Sarah: All forms of butterfat.
Where do you do most of your food shopping?
Sarah: Our garden, Albertsons—which is the closest clean and nice chain market—and the New Frontier Market, which we refer to as the New Front Tire. It’s our local, independent grocery store.
Sonam: Fred Meyer.
Truman: Mostly Albertsons, and Bruns’ Apple Market, which is a few blocks away. Eating out of the garden six or eight months of the year is pretty amazing. I’d never had kale before living here.
How much do you spend on groceries each week?
Sarah: Way less than we used to: probably $80 a week. It depends on whether we’re shopping for an event or not.
Truman: About $50.
Sonam: As little as possible. Maybe $60 or $70.
How often do you go grocery shopping?
Gretchen: Probably about once a week these days. We used to have a list and shop every weekend, but now we sort of pick things up as needed.

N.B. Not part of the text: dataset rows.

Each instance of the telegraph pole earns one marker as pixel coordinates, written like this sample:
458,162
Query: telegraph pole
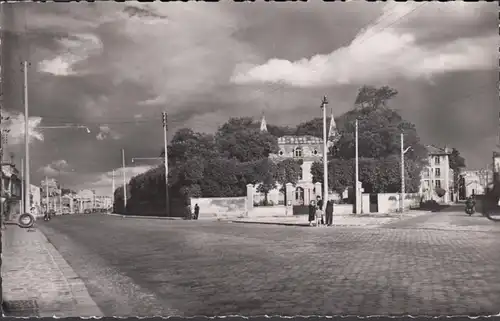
124,182
402,204
47,192
165,142
26,139
22,186
113,188
356,188
325,153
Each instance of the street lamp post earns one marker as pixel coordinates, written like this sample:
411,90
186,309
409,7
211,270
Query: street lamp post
403,152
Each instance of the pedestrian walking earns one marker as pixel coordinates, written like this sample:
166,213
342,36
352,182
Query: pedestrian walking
329,213
319,212
196,211
312,212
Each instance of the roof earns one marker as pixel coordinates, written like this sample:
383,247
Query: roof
433,150
299,140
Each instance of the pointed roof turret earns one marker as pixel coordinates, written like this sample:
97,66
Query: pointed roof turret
263,124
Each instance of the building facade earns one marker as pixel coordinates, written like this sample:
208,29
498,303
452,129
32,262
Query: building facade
476,181
437,174
307,148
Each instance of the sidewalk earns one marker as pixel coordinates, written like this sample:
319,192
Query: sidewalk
37,281
362,220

Truman: At least once a week. I sometimes make a trip just to buy half-and-half: I buy three or four quarts at a time about twice a week.
Sonam: Maybe three times a week?
Is there anything in here that we would have found in your childhood fridge?

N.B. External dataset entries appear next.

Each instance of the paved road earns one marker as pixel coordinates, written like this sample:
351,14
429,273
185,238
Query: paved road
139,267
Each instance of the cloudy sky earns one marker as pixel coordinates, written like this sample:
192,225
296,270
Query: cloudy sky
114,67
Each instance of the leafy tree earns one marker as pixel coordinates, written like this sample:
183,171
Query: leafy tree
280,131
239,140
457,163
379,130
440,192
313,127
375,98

Gretchen: Lots of containers with small bits of leftover things. Although my parents always had even more containers—like half an open can of pork and beans. We didn’t have onions—my dad can’t tolerate them, and my mother just got used to it. They never have onions or garlic or anything with flavor.
Sarah: There would have been more meat in mom’s refrigerator and far fewer bottles of funny sauces. We had fewer foods. We had minute rice, not real rice.
Sonam: I didn’t have a fridge or freezer—we lived in the mountains in Tibet.
Truman: My childhood fridge was similar to Sarah’s—more meat. The milk came in bottles with paper caps. And there were no plastic bags, so vegetables were just loose in the bin. And leftovers were stored in the casserole they were baked in with aluminum foil on top.
What do you wish you had in here?
Sarah: Drumstick ice cream. But really I’m just as happy it’s not there, because if it were, I’d eat it.
Sonam: Ground beef, and some greens so I could make salad.
Sarah is a retired family practice doctor and a gardener. She’s holding leftover roasted vegetables and her stash. Gretchen is a recovering attorney, and she’s holding a bowl of ocas, a type of South American tuber she grew in her garden. Truman is a retired printer and he’s holding a block of extra-sharp Tillamook cheddar. Sonam is a yoga teacher and a massage therapist. While he waits to get his American massage license he works as a delivery person for a store. He’s holding a jar of kimchi. All four live with Penny, an Australian shepherd, in Eugene, Oregon.